Like all institutions, we have long-lasting expectations for The Halls and the people therein. In our minds, these spaces will last forever. Students tell me, “When I come back for homecoming in ten or twenty years—married with a family—you better be in Douglass so they can meet you.” We are motivated by the day when our success will warrant that our name, photo, and accolades demand that we join the luminaries who came before us on the building’s walls. When a place like Douglass Hall is destroyed, we are wounded. Our reactions vary and oscillate between fury at who or whatever caused the destruction and a desire to go out of our way to help.


People around Howard have questioned why the University administration put off the costs of fixing its infrastructure, without realizing that deferred maintenance issues plague most university budgets or acknowledging the HU’s unique circumstances. We fail to consider how HU suffers from the same financial challenges as most middle class Black people. Any one emergency can present significant danger in most of our lives. Howard’s endowment is respectable but it pales in comparison to reserves at schools like Princeton or neighboring Georgetown, which were built on the backs of enslaved people. Finally, HU lacks the kind of state-sponsored safety net that FAMU enjoys.

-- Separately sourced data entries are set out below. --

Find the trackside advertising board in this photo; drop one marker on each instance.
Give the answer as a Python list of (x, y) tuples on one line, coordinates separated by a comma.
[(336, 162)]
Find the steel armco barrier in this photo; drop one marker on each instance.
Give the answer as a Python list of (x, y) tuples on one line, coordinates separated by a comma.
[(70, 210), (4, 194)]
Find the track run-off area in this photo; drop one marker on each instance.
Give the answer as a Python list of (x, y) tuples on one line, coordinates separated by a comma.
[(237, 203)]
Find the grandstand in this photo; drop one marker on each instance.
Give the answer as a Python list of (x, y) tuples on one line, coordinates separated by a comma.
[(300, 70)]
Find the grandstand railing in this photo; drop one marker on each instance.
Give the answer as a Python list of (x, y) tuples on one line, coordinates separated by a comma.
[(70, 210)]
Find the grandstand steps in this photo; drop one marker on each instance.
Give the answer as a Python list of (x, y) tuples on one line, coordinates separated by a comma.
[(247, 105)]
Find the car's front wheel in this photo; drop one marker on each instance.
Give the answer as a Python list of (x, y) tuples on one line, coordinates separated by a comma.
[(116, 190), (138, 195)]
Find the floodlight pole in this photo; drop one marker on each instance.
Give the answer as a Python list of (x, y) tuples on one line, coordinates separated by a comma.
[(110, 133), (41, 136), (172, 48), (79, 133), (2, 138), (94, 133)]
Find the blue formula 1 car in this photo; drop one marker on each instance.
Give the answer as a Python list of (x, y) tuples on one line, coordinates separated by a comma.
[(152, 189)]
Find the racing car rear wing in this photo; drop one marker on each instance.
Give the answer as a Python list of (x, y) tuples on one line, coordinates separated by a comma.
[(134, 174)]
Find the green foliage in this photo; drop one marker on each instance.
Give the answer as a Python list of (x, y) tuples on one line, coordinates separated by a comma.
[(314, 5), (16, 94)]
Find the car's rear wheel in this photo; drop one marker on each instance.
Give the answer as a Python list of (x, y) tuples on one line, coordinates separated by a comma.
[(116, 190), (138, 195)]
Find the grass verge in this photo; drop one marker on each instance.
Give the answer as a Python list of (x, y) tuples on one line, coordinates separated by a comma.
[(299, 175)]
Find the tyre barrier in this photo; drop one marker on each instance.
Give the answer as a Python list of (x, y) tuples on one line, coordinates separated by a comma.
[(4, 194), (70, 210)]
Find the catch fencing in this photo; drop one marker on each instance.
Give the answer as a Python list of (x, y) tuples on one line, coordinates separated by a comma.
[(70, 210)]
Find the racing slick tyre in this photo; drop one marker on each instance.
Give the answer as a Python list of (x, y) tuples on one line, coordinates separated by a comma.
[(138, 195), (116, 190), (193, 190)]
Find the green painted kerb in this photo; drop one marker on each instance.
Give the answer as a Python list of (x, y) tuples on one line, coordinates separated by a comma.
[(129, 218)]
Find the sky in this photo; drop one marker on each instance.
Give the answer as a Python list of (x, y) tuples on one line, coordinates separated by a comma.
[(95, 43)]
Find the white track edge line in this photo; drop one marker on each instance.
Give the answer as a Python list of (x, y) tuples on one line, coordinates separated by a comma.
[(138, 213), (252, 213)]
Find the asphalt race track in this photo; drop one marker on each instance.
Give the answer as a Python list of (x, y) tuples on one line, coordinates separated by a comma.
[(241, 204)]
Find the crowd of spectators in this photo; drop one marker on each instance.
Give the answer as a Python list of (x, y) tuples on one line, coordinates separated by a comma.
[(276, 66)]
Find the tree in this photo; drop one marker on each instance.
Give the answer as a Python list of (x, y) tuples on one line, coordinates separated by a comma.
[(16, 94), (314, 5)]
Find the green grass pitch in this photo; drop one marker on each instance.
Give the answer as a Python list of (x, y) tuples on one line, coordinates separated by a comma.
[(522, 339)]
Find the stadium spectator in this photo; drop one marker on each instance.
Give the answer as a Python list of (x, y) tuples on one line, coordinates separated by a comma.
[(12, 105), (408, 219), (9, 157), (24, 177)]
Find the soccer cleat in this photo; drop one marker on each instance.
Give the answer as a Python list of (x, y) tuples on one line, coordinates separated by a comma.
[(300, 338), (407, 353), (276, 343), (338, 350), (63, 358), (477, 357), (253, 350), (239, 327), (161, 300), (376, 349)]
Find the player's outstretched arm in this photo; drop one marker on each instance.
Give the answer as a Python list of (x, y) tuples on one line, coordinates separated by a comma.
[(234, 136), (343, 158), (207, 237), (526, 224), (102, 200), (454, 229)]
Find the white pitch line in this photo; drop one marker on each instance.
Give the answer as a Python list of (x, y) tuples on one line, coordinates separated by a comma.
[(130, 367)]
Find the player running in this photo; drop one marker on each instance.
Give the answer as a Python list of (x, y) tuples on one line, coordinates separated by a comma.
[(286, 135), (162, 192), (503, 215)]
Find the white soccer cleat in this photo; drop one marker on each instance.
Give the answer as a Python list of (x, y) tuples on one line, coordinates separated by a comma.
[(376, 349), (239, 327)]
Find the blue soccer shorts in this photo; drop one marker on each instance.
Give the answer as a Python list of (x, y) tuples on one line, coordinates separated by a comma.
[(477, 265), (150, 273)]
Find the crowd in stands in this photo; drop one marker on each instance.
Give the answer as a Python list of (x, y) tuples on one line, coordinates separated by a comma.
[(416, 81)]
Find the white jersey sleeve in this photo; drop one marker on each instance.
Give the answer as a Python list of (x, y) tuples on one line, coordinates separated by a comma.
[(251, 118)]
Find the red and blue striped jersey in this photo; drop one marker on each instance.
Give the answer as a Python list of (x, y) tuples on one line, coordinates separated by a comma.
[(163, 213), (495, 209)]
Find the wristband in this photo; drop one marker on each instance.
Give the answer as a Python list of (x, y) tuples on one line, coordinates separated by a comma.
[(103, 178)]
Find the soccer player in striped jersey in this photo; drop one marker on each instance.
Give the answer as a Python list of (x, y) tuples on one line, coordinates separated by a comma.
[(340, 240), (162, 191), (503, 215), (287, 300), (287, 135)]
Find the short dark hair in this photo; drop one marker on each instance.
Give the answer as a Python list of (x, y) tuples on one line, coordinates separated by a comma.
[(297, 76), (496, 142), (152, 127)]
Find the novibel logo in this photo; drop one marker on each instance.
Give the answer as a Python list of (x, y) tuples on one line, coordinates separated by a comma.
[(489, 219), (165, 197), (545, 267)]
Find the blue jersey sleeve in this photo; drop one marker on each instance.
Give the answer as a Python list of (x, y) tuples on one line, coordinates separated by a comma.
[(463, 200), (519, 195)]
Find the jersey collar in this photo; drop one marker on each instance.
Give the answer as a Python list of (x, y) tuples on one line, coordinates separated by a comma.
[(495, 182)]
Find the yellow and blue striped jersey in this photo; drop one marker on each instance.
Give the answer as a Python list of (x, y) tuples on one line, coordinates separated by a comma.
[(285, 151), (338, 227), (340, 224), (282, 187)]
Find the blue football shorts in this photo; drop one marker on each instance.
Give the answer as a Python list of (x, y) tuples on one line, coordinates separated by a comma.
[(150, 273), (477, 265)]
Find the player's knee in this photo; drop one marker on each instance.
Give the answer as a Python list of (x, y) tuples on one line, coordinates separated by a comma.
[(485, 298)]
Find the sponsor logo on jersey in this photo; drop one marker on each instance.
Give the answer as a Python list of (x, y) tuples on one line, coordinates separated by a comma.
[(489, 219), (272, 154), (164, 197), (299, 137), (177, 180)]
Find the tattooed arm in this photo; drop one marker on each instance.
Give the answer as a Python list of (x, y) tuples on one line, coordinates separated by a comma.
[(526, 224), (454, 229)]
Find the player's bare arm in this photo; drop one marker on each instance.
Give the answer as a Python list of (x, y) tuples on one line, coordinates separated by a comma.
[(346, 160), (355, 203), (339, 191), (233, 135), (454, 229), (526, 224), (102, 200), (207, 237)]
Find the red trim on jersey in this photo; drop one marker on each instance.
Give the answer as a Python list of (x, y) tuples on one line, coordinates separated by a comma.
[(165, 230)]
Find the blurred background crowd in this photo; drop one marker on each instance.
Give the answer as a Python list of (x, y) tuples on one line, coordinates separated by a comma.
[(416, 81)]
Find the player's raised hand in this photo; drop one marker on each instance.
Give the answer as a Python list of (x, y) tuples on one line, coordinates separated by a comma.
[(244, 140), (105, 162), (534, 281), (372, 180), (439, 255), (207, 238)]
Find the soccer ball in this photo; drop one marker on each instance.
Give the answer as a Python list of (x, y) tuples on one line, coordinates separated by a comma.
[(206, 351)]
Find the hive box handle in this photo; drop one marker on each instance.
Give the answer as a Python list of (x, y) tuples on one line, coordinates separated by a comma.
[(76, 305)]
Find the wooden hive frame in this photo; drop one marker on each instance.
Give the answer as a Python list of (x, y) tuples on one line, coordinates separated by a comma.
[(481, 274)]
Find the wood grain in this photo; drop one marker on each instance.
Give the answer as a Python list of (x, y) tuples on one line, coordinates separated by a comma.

As an outsider, I admit that I cannot directly relate to the feelings HU students and alumni have about Douglass Hall. However, I can imagine how I would feel if FAMU lost Tucker Hall. I would want outside supporters—especially other HBCU grads—who understand how special these places are, to send help. I would want to know that university administrators were wracking their brains to come up with innovative funding sources for a new building. Ultimately, no matter where they ended up on the campus, I would want the people of Tucker Hall to continue the chain-breaking work that defines historically Black colleges.


Like many people in the HU extended family, I am deeply honored by my responsibility to serve this generation of Howard University students. As a member of the faculty, I intend to treat Douglass Hall and Howard University the way that I would want people to treat my home. As we embark on this semester, let us all—students, faculty, staff, administration, alumni, and supporters—band together to embrace Howard University. Let us channel the fortitude of our ancestors, who fought for the right to teach and learn in environments that presented far greater challenges than the one we face today. Let us commit that, in spite of the difficulties we face, the life-changing work of The Mecca will continue.

Keneshia Grant is an assistant professor of political science at Howard University. She is also a two-time graduate of Florida A&M University.